Fines for Non-Compliance
- Individuals in public spaces without a mask may be fined per instance of non-compliance. The amount differs by region (e.g., currently Rs 500 per instance in New Delhi).
- Individuals who break quarantine may be fined and/or detained. The severity of the punishment for non-compliance will depend upon the state government policies and level of danger the lack of quarantine posed to the public.
- U.S. Embassy New Delhi and the U.S. Consulates in Chennai, Hyderabad, Kolkata, and Mumbai are open for visa and citizens services. For information on visas, click here, and for U.S. citizens click here.

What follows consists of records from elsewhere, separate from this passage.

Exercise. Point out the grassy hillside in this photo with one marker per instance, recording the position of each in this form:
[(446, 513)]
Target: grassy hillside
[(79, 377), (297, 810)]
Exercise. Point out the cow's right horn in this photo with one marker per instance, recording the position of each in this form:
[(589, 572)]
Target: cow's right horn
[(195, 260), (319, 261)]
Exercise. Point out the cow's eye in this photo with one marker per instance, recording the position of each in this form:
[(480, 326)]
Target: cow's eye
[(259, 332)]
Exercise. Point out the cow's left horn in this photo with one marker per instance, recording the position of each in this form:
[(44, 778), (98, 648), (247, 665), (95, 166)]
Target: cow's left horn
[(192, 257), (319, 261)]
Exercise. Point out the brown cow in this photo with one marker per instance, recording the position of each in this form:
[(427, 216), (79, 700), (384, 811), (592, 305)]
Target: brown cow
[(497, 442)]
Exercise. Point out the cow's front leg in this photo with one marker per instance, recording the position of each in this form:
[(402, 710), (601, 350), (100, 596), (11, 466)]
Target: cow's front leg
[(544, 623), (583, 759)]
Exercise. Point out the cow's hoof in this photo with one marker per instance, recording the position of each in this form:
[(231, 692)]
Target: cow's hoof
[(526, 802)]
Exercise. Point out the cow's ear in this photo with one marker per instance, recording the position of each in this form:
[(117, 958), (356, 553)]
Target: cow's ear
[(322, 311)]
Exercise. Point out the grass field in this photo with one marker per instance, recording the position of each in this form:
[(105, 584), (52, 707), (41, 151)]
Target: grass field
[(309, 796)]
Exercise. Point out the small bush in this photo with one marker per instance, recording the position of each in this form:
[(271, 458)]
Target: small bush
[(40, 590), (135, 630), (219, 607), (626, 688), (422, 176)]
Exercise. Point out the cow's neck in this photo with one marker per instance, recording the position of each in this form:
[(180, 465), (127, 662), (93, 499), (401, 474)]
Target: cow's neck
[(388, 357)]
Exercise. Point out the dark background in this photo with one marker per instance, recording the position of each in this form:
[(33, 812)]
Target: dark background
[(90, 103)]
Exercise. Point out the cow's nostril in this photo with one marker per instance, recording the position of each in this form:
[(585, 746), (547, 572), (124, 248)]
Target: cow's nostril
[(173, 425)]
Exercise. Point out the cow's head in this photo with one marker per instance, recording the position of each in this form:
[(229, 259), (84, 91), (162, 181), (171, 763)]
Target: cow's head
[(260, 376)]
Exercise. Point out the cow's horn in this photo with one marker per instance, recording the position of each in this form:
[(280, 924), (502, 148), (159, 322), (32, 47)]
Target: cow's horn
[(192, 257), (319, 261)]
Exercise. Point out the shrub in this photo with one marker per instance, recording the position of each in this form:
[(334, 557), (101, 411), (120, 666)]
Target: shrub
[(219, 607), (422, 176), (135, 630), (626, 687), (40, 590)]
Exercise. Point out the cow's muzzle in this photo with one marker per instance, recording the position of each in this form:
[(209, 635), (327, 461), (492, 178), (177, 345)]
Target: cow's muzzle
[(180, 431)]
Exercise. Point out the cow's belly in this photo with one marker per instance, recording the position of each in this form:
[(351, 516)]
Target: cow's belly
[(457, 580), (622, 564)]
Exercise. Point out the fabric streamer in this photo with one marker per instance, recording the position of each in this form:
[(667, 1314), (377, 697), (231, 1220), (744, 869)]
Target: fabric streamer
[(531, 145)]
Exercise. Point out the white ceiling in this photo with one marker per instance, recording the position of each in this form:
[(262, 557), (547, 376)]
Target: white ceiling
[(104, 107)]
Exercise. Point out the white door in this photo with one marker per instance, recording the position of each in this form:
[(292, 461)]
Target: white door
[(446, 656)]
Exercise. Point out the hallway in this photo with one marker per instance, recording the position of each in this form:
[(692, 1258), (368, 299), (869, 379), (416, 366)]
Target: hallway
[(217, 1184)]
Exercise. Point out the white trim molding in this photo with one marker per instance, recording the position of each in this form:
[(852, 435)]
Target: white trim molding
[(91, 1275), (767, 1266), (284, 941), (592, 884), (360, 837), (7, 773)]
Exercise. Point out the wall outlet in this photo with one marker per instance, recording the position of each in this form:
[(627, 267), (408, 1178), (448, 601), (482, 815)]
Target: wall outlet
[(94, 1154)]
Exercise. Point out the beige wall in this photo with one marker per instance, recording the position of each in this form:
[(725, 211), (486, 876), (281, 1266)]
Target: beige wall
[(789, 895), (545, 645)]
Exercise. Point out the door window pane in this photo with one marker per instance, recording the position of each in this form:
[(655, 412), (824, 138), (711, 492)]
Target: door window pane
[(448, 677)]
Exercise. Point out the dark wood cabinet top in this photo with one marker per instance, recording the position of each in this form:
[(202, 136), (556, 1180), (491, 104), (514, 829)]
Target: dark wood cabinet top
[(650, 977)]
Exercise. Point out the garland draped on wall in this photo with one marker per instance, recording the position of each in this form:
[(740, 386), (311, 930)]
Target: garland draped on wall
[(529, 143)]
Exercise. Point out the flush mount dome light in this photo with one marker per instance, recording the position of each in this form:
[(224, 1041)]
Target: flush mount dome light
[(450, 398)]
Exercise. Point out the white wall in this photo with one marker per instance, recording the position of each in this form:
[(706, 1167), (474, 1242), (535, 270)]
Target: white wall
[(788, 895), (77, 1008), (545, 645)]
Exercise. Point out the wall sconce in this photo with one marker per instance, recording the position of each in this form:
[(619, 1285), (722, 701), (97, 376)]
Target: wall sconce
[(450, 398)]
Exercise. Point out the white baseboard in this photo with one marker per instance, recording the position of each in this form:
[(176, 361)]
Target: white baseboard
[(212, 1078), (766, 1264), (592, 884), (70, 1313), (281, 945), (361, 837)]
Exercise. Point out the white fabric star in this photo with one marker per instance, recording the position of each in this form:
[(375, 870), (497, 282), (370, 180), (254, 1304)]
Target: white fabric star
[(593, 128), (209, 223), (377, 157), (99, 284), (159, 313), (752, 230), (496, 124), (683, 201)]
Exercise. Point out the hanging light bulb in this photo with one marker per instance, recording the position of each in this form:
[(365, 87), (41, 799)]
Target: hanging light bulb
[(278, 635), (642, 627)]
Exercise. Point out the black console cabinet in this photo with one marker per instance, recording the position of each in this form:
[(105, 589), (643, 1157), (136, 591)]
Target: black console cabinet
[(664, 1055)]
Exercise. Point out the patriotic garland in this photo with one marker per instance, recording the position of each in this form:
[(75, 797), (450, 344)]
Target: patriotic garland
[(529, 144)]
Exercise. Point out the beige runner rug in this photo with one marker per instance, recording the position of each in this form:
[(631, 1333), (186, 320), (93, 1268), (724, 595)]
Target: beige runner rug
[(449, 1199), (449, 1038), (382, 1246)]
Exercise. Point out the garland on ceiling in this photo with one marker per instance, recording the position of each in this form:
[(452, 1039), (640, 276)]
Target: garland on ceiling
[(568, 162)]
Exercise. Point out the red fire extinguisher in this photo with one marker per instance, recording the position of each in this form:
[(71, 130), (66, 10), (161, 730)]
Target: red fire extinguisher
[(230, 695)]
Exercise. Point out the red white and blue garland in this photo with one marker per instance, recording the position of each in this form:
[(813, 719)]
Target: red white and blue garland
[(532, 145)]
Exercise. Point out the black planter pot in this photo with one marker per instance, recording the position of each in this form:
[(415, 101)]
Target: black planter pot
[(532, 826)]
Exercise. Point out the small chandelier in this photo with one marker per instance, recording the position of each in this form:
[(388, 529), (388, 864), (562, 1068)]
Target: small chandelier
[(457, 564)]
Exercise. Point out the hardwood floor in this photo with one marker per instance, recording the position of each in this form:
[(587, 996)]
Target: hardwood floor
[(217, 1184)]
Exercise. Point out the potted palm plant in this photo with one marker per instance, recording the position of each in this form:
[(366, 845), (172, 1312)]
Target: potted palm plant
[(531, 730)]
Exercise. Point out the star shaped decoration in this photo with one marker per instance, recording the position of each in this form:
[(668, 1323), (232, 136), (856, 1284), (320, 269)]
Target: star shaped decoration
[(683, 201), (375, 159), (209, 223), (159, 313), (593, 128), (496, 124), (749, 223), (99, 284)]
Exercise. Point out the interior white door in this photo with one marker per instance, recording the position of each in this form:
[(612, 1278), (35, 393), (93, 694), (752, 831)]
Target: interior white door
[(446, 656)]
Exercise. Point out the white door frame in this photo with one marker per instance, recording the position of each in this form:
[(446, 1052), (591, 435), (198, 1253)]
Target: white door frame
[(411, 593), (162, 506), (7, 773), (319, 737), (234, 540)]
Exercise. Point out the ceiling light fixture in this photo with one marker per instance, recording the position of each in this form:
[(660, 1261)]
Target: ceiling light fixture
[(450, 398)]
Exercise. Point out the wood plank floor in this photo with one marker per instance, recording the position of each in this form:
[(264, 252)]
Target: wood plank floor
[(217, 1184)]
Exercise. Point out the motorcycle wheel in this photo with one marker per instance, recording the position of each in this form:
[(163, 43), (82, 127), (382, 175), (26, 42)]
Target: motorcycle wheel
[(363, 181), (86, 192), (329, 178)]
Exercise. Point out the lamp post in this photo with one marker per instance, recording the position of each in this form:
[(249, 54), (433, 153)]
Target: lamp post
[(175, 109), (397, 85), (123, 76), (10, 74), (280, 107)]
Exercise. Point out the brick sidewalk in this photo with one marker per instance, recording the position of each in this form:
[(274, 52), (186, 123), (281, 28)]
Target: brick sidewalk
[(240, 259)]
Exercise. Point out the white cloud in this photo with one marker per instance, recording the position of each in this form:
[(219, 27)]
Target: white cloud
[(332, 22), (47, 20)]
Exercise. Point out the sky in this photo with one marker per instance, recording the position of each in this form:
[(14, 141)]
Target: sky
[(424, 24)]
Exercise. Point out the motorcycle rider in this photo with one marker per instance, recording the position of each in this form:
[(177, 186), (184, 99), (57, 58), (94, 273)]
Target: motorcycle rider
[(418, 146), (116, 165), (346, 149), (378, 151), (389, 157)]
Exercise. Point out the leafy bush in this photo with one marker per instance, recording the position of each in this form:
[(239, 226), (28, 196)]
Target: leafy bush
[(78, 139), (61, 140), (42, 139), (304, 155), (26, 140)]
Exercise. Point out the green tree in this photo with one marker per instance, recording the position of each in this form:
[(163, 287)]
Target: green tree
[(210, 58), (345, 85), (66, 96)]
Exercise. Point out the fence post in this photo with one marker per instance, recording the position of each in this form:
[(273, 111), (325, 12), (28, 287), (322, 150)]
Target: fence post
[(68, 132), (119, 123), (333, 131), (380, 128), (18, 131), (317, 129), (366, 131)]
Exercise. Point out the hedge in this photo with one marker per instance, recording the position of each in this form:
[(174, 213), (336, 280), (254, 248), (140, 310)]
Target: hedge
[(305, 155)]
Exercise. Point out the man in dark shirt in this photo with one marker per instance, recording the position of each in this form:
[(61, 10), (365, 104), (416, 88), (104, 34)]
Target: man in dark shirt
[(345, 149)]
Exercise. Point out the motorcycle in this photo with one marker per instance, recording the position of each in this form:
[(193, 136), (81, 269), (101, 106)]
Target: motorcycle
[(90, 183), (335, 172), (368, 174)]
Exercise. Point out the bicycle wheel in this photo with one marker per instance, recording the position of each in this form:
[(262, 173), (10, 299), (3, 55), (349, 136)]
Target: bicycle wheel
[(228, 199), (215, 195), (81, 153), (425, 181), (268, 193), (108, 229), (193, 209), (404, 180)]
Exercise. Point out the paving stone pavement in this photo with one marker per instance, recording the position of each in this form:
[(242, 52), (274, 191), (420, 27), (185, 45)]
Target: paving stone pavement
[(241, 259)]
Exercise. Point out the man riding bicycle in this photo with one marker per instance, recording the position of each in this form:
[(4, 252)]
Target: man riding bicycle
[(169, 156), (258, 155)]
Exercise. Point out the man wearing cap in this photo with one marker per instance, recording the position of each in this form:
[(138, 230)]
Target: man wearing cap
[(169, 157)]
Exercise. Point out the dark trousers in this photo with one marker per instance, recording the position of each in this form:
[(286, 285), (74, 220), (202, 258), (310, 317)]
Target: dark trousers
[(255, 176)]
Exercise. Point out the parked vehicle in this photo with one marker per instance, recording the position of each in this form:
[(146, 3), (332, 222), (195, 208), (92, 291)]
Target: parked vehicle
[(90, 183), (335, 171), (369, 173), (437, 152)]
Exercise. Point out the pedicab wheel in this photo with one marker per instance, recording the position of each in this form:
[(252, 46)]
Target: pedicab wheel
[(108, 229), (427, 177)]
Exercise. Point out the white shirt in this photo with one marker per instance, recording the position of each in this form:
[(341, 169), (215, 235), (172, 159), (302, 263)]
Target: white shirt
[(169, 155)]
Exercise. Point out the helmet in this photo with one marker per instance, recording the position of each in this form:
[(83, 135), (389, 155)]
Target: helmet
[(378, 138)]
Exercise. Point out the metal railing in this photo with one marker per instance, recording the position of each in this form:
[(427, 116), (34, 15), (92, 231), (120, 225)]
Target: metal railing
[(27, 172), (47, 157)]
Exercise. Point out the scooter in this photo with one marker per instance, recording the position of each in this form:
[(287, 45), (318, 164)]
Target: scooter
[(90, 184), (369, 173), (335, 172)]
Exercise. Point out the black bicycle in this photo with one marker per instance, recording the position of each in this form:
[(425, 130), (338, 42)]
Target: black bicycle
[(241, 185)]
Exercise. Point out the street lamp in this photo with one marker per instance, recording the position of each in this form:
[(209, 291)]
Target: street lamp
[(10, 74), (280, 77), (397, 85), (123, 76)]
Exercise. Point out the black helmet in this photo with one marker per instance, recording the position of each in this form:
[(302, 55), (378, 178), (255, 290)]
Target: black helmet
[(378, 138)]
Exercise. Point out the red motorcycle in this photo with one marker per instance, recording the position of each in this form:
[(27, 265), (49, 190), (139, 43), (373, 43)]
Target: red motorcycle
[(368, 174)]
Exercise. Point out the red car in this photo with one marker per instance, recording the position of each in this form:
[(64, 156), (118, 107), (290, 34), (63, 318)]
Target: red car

- U.S. citizens and visa applicants who are granted appointments at U.S. Embassy New Delhi or any U.S. consulate in India must wear masks upon entering the premises and are prohibited from entering these facilities if they have symptoms of COVID-19 or have been exposed to anyone known to have tested positive for COVID-19 in the previous 14 days.
Below are sources of local COVID-19 information in English. U.S. citizens should closely monitor trusted local news sources and local authorities’ communications for updates and information. This list is not exhaustive:
- Indian Ministry of Home Affairs
- Indian Bureau of Immigration
- Indian Ministry of Health and Family Welfare
- Press Information Bureau
The Indian Ministry of Health and Family Welfare has a 24/7 hotline at +91-11-2397-8046 with English-speaking operators or can be reached at email@example.com.
The Indian Medical Association also has a 24/7 hotline for individuals to speak with a doctor at +91 99996-72238 or +91 99996-72239.